Pulling Content from Website

I’m very new to Corona and Lua, so I’m hoping to get some help here. I want to pull content directly from my website. I know how to pull the web page itself into the app, but I want to get specific text and images. I’ve tried using the network.request() to get the source code for the web page, but I’m not sure where to go after that or if that’s even the correct approach.

So I guess my first question should be “is this even possible?”. And if so, “How?”

First you have to know how your website works.

Is it a basic HTML file based site where every file is hand coded (unlikely)?

Is it a Wordpress site?

etc.

Knowing that, then you can approach the question of how to make specific requests of your site for page data and/or how to scrape pages.

I’m not much of a web-head and I’m sure others here are much better at this kind of thing, but I can’t imagine this is all that easy to do. i.e.
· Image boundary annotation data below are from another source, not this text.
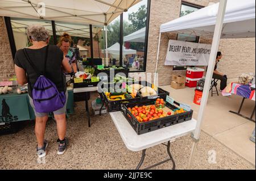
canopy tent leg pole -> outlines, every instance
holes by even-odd
[[[108,32],[106,30],[107,26],[105,26],[105,37],[106,37],[106,66],[108,66]]]
[[[155,87],[155,79],[156,78],[156,72],[158,70],[158,60],[159,59],[160,42],[161,41],[161,32],[159,32],[159,39],[158,40],[158,54],[156,56],[156,64],[155,65],[155,75],[154,77],[154,86]]]
[[[224,19],[225,13],[226,11],[226,7],[228,0],[220,1],[218,6],[218,14],[217,15],[216,24],[215,26],[214,33],[213,35],[213,43],[210,50],[210,58],[208,64],[208,69],[207,70],[205,82],[204,86],[204,91],[203,92],[203,96],[201,101],[201,106],[199,108],[197,120],[196,121],[196,129],[192,134],[192,138],[194,140],[194,142],[192,145],[192,150],[190,155],[191,158],[188,163],[188,168],[190,168],[192,161],[193,160],[193,155],[194,155],[194,151],[196,148],[196,143],[199,140],[201,125],[204,117],[204,110],[207,103],[207,100],[209,95],[209,90],[210,89],[210,82],[212,80],[212,75],[213,73],[214,67],[215,65],[216,57],[217,52],[218,49],[220,39],[221,35],[221,32],[223,26],[223,21]]]
[[[196,150],[196,146],[197,146],[198,142],[193,141],[192,146],[191,148],[191,153],[190,154],[189,159],[188,161],[188,169],[190,170],[192,165],[192,161],[194,157],[195,150]]]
Unless you’re pulling a very specific subset of data from your site, this could be a huge endeavor.

Can you tell us what kinds of stuff you want to pull from your site?
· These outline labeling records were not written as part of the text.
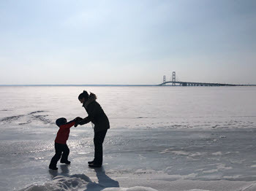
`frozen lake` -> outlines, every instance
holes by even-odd
[[[103,168],[87,166],[87,124],[53,172],[55,120],[87,116],[83,90],[110,119]],[[1,190],[256,190],[255,98],[255,87],[0,87]]]

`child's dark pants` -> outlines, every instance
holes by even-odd
[[[103,141],[108,130],[94,132],[94,164],[102,165],[103,160]]]
[[[62,155],[61,155],[62,154]],[[67,144],[55,143],[55,155],[50,160],[50,166],[56,166],[59,160],[61,157],[61,161],[67,161],[67,157],[69,155],[69,149]]]

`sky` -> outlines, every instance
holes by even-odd
[[[1,0],[0,85],[256,84],[255,0]]]

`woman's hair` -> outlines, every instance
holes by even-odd
[[[86,90],[83,90],[83,92],[79,95],[78,99],[88,99],[89,96],[89,95],[88,94],[88,93]]]

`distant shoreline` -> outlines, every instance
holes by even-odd
[[[0,87],[7,86],[91,86],[91,87],[159,87],[159,85],[0,85]],[[162,87],[173,87],[173,85],[163,85]],[[256,85],[236,85],[235,86],[256,86]],[[161,87],[161,86],[160,86]],[[176,85],[174,87],[183,87],[180,85]],[[189,86],[186,86],[189,87]],[[200,87],[200,86],[191,86],[191,87]],[[216,87],[216,86],[214,86]]]

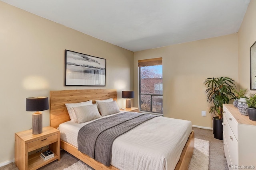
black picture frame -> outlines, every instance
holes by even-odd
[[[256,90],[256,41],[250,48],[250,90]]]
[[[106,86],[106,60],[65,50],[65,86]]]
Also, share your site link so we can see what you mean.

Followup

If you know the exact URL of files and or images, they are pretty easy to download.

If you can’t work this out from the code in the linked docs (above), please supply a few example URLs from YOUR website (to real files and images) and I (or someone else) will write a small example.

This is the URL for one of the pages I want to pull from. https://oregonflowers.com/availability/#availabilitycalendar
The table at the bottom is something that needs to be included in the app. In this case, the table is neither a file nor an image.

Here is another URL.


I’d like to scrape the images and contact information from the page.

If I were to do something similar I would probably create some kind of simple web service that does the actual fetching/parsing from the web pages and presents a simple REST API that your Solar2D app can communicate with. That way your app becomes much simpler, and not so tightly coupled to the content of the web pages.

Something like this:

  1. Http request from Solar2D app to your web service
  2. Web service fetches the web page that should be parsed
  3. Parse web page. For example using BeautifulSoup/jSoup/jsSoup depending on your language of choice.
  4. Return a well-structured JSON response with the data your app is interested in
  5. In your app, handle the JSON response

A great benefit from such a solution is that if your web site’s content changes, you won’t have to update the code of your app. Just update the web service that parses the web pages instead, and return the same JSON response to your app.

1 Like